The Samoa Agreement between the EU and the Organisation of African, Caribbean and Pacific States contains free trade goals that alarm African officials in Brussels, write Mark Langan and Sophia Price.
After much delay, the Samoa Agreement between the European Union (EU) and the Organisation of African, Caribbean and Pacific States (OACPS ) was signed in November 2023. It contains robust language about the need for the parties to implement Economic Partnership Agreements (EPAs). These free trade deals between Europe and regional economic communities in Africa (and the Caribbean and Pacific) require OACPS signatories to dismantle their tariffs. In return, OACPS countries receive equivalent low tariff access to European consumers (which they already enjoyed).

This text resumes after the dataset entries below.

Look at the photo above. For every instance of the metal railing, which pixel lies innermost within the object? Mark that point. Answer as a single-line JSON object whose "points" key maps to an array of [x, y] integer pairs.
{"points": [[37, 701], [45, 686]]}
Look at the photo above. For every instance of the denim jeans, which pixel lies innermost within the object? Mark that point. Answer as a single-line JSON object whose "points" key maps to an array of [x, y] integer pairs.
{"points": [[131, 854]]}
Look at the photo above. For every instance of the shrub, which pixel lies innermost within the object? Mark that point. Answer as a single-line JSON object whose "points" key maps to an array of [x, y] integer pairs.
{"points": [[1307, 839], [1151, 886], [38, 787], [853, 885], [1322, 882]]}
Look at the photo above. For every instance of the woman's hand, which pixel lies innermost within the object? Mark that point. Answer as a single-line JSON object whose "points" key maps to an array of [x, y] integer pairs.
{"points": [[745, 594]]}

In 2000, when the EPA process was launched, the European Commission claimed that World Trade Organisation (WTO) rules necessitated this shift to ‘reciprocal’ free trade. African governments in Nigeria and Tanzania, however, raised concerns about the implications of tariff liberalisation for their farmers and manufacturing industries. As a result, several key OACPS nations continue to refuse EPAs for fear of the consequences of import flooding of EU produce into their domestic markets.
Some lower middle-income states such as Ghana and Kenya have acquiesced to unilateral EPAs with the EU, despite the refusal of their respective regional economic communities to implement region-wide deals. Kenyan officials feared for the wellbeing of their cut-flower sector if they refused to sign an EPA since otherwise, the EU would place Kenyan exporters onto a stricter tariff schedule. Ghana, meanwhile, was worried about its tuna and banana exporters should it likewise default to higher EU tariffs.